Puissant agent électoral, Paul Madvig décide de soutenir la candidature à la mairie de Ralph Henry, en grande partie car il est épris de Janet, la fille de Henry. Celle-ci, au contraire n'aime pas Madvig qu'elle est pourtant prête à utiliser, et elle lui préfère Ed Beaumont, le propre lieutenant de Madvig.
Malgré les objections de ce dernier, sa sur Opal sort avec Taylor Henry, le fils de Ralph Henry, un voyou. Lorsque Taylor est retrouvé assassiné, tout semble accuser Madvig.

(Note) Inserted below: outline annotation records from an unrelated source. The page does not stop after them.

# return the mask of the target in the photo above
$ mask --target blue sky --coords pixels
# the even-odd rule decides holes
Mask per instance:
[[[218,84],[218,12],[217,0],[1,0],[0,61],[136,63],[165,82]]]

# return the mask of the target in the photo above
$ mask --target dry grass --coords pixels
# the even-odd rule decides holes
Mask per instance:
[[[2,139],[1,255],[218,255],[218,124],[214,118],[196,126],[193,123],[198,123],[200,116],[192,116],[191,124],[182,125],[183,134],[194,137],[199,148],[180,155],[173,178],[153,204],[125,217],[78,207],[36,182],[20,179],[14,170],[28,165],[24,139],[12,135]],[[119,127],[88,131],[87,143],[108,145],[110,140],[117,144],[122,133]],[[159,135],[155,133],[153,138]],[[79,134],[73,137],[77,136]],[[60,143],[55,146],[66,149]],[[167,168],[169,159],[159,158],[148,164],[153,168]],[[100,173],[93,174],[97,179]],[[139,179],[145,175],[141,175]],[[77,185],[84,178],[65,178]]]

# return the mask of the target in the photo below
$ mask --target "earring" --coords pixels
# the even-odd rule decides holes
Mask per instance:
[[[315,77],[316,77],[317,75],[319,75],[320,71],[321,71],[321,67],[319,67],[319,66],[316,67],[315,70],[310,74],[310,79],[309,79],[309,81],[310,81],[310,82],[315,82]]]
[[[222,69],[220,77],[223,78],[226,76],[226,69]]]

Nick Varna, dont Madvig avait précédemment refusé la collaboration, mène une campagne de presse vigoureuse contre Madvig. Apprenant qu'Opal est prête à déclarer que son frère est responsable de la mort de son petit ami, Beaumont intervient avec énergie et affronte le gang de Nick Varna. Il provoque l'arrestation de Janet Henry, accusée d'avoir tué son frère. Ralph Henry avoue alors que c'est lui qui a commis le meurtre au cours d'une violente discussion avec son fils. Madvig s'était tu pour le protéger.
Ed Beaumont est un homme qui passe. Probablement venu de New York, il y reviendra sa mission terminée. L'amitié qui le lit à Paul Madvig, énergique mais beaucoup plus frustre et lourdaud, n'est pas motivée. Peut-être, comme il est dit au détour d'une phrase, Madvig sauva-t-il autrefois la vie de Ed. Quelle qu'en soit la raison, cette amitié est le fil conducteur du film au sein de renversements d'alliances politiques ou de changements du sentiment amoureux toujours possibles.
Heisler se heurte à la difficulté d'adapter le style béhavioriste, comportemental, objectif de Hammett. Le romancier ne dit jamais ce qui se passe dans la tête ou dans le cur de ses personnages : ce qu'ils pensent ou ce qu'ils ressentent, ce à quoi ils croient. Hammett décrit seulement ce qu'ils font et ce qu'ils disent, comment ils s'habillent ou se déplacent. Hammett fonde ainsi une écriture factuelle qui sera repris par l'école des "hard boiled ", les durs à cuir : Raymond Chandler, James Mccain, Horace MacCoy...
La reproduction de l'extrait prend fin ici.